Melbourne IT is the company that manages the domain name registration for The New York Times, Twitter and many other well-known sites. On Aug 28, it was Melbourne IT’s computer systems that were hacked which enabled the perpetrators to hijack The NY Times, Twitter and other companies’ domain names.

Surprisingly, the article on Ars Technica (an otherwise well-respected technology publication) was inaccurate and misleading. It incorrectly stated (quote) “The Times DNS records have been altered, and now point to an Australian hosting company, Melbourne IT.” (end quote) That would lead readers to incorrectly believe that the hackers redirected nytimes.com to DNS or fake Web sites hosted at Melbourne IT.

I’m surprised that the Ars Technica staff did not do their research before writing that post. Melbourne IT is (and has been for years) the official domain name registrar of The New York Times. In addition to being a domain name registrar, Melbourne IT also happens to be a hosting company, but that had nothing to do with the incident. As far as I know, none of the sites impacted that day used Melbourne IT for anything other than domain registration.

What Ars Technica should have said (like their sister publication Wired did) is that the perpetrators hijacked the nytimes.com and other Web sites by hacking Melbourne IT, the company that holds their domain name registration.

The Ars article is also misleading in its claim that The nytimes.com DNS records were altered. It was the domain registration records at Melbourne IT that were altered that then pointed to a whole different set of DNS servers outside of The NY Times’ control.
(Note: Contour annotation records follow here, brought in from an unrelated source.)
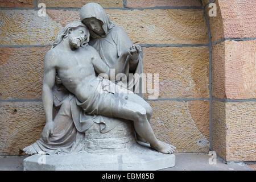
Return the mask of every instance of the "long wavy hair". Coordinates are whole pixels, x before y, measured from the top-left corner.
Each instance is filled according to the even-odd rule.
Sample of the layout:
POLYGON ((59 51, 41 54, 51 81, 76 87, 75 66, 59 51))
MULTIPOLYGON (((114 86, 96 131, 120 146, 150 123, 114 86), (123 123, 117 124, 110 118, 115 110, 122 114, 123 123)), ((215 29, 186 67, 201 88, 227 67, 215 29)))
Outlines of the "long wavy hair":
POLYGON ((68 23, 65 26, 63 30, 59 34, 57 38, 53 42, 51 48, 52 49, 55 48, 57 45, 60 43, 62 40, 63 40, 63 39, 68 36, 69 30, 75 29, 79 27, 84 27, 87 31, 87 39, 81 43, 81 47, 86 46, 87 45, 87 43, 89 42, 90 38, 90 33, 89 32, 88 28, 82 22, 75 21, 68 23))

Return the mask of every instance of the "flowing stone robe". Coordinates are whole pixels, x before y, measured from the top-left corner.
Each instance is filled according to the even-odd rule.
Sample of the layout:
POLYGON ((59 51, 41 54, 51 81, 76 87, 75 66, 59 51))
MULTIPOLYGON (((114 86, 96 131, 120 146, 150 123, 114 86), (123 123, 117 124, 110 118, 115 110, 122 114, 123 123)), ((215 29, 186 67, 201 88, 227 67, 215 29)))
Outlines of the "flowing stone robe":
MULTIPOLYGON (((90 31, 91 37, 89 44, 98 51, 106 65, 110 68, 113 68, 118 59, 122 59, 126 60, 123 73, 127 78, 129 73, 138 73, 137 75, 142 73, 141 55, 139 56, 135 70, 133 72, 130 70, 129 57, 124 55, 132 46, 127 34, 121 28, 115 26, 98 4, 89 3, 81 9, 81 20, 91 17, 96 18, 102 22, 105 35, 99 36, 90 31)), ((143 77, 140 79, 139 77, 133 77, 125 85, 127 85, 128 89, 143 97, 143 94, 140 92, 143 90, 141 89, 143 86, 143 77)), ((53 120, 53 134, 50 135, 48 141, 46 142, 40 138, 24 148, 23 151, 27 154, 36 154, 43 151, 48 154, 53 155, 80 151, 84 150, 84 133, 93 125, 99 125, 100 132, 106 133, 125 121, 120 118, 86 114, 77 104, 75 96, 69 93, 62 84, 55 84, 53 92, 54 105, 59 108, 53 120)), ((129 132, 130 133, 130 130, 129 132)))
POLYGON ((89 44, 98 51, 101 59, 109 68, 114 68, 118 59, 126 60, 123 73, 126 75, 127 78, 129 73, 133 73, 135 76, 128 80, 128 84, 124 83, 123 85, 127 85, 128 89, 143 98, 143 77, 140 80, 138 76, 143 73, 142 59, 140 55, 136 69, 131 71, 129 57, 126 55, 126 53, 133 44, 127 34, 110 20, 103 8, 97 3, 86 4, 81 9, 80 14, 82 22, 85 18, 93 17, 101 22, 105 35, 100 36, 89 30, 90 38, 89 44), (137 75, 135 75, 135 73, 137 75))

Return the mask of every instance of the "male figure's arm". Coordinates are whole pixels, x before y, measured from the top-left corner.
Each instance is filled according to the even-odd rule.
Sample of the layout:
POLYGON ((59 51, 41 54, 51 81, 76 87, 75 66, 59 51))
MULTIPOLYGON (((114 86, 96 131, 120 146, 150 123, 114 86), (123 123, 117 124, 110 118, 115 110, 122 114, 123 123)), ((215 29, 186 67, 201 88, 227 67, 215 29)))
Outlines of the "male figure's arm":
POLYGON ((43 105, 46 117, 46 124, 43 130, 43 138, 46 141, 53 130, 52 107, 53 95, 52 88, 55 80, 55 61, 52 54, 48 52, 44 58, 44 79, 43 82, 43 105))

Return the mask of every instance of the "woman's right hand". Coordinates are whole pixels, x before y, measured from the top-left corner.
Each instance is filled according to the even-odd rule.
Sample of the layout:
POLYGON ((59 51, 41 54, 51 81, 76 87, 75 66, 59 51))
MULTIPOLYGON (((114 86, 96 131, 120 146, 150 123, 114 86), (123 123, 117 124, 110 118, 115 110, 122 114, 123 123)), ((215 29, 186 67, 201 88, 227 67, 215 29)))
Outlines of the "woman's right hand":
POLYGON ((43 136, 43 139, 44 141, 47 142, 49 139, 49 135, 53 133, 53 127, 54 123, 52 121, 48 121, 46 123, 42 134, 43 136))
POLYGON ((58 76, 57 75, 55 76, 55 83, 57 85, 61 84, 61 80, 60 80, 60 77, 58 76))

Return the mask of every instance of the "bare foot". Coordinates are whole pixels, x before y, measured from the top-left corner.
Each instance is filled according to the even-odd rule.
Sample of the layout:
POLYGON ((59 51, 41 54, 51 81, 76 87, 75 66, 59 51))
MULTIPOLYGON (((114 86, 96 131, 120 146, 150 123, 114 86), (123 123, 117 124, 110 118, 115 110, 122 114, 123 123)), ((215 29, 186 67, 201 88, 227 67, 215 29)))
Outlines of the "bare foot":
POLYGON ((142 142, 146 143, 148 143, 148 142, 147 142, 144 138, 143 138, 142 137, 141 137, 141 136, 139 136, 138 133, 136 133, 136 140, 137 141, 140 141, 140 142, 142 142))
POLYGON ((172 154, 176 149, 176 147, 161 141, 158 141, 155 146, 150 144, 150 146, 158 151, 166 154, 172 154))
POLYGON ((27 146, 22 150, 24 151, 26 154, 28 155, 33 155, 38 153, 32 146, 27 146))

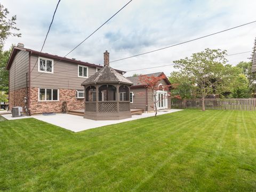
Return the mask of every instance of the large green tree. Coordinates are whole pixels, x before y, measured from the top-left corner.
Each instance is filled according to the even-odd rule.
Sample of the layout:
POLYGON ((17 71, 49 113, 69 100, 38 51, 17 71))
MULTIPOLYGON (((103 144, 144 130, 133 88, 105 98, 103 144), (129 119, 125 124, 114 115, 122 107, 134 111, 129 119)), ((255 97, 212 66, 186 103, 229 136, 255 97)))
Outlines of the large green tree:
POLYGON ((11 36, 21 37, 20 33, 16 33, 20 29, 15 27, 16 15, 9 18, 9 11, 0 3, 0 102, 6 101, 8 92, 8 71, 6 65, 11 53, 11 49, 4 51, 4 45, 7 38, 11 36))
POLYGON ((223 92, 223 83, 228 79, 223 75, 226 51, 205 49, 204 51, 194 53, 190 58, 186 57, 174 61, 174 68, 179 69, 180 75, 187 76, 193 84, 198 87, 197 92, 202 100, 202 110, 205 110, 204 100, 209 94, 223 92))

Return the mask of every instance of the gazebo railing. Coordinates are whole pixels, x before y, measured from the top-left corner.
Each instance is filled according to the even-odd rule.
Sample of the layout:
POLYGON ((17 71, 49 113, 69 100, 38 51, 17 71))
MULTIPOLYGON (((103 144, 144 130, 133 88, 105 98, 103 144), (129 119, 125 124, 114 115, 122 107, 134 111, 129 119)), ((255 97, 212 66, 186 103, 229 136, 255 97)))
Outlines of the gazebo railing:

The Ars Technica article also pointed readers to NY Times’ URL by one of its IP addresses, which was also a mistake. If the Ars Technica folks had tested it themselves, they’d have realized that pointing people to the URL by IP was not the recommended way to access nytimes.com during the incident. Clicking on links on the IP page leads back to www.nytimes.com by name. They should have instead pointed readers to the alternate news.nytco.com URL recommended by The New York Times’ staff, which is what the Wired article did. They could have also suggested other good solutions like switching to using OpenDNS. In fact, I’d have expected a technical publication of Ars Technica’s good reputation to have published a step-by-step guide on switching to OpenDNS, which they wrote about back in 2006.